Big business and banks are just as corrupt and eager to shovel profits to senior executives 10 years after the landmark banking reform legislation known as Dodd-Frank as they were during the 2008 crisis, a new report warns, because the bill's regulations on executive pay remain unimplemented.
"White collar crime pays, and until Congress enacts the rules to change it, we'll continue to see top executives raking in off catastrophes of their own making," report author Bartlett Naylor, financial policy advocate at Public Citizen, said in a statement.

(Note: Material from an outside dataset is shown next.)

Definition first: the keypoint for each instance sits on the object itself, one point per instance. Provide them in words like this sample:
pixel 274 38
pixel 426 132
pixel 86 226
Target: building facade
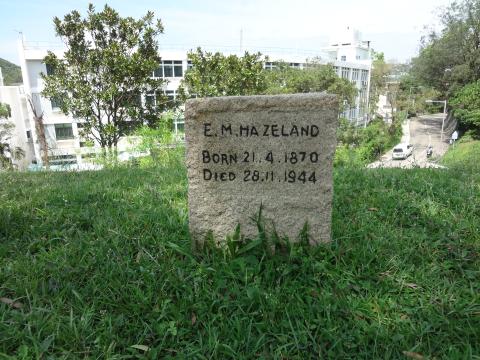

"Income and wealth inequality are bad for the economy, even for the rich. Under diminishing marginal utility theories, simply put, if income clots with the few at top, they simply can’t spend all that money—circulate it—in the economy." https://t.co/wELtGV0YLU via @Public_Citizen
— Nomi Prins (@nomiprins) July 21, 2020
The report lists billions in bonus cash paid out to executives over the past decade despite Dodd-Frank's regulatory framework banning such cash-outs.
"It's 2008 all over again," said Naylor. "Congress is bailing out Big Business and enriching CEOs while workers scrape by as the economy lurches downward in a pandemic."
Next time, Congress, enact the law directly; don't ask regulators to implement. They've gone 9 years passed deadline on pay reform in #DoddFrank10
— Bartlett Naylor (@bartnaylor) July 21, 2020
According to Public Citizen:
One of the key rules mandated under Dodd-Frank addresses unbridled senior banker pay, but it has remained unimplemented—nine years after the deadline Congress set—thanks to lobbying from the banking industry, the report found. Section 956 calls for a ban on all "inappropriate" pay structures that could lead to "excessive risk taking." Meanwhile, money that Congress allocated to bail out bank creditors in 2008 effectively went to bankers, while more than 10 million lost their homes, their jobs and their savings.
The group's executive vice president, Lisa Gilbert, called bank executives "the poster boys for misbegotten pay."
"If we don't implement guardrails on executive compensation and stop incentivizing corporate bad behavior, we haven't learned anything since 2008," said Gilbert.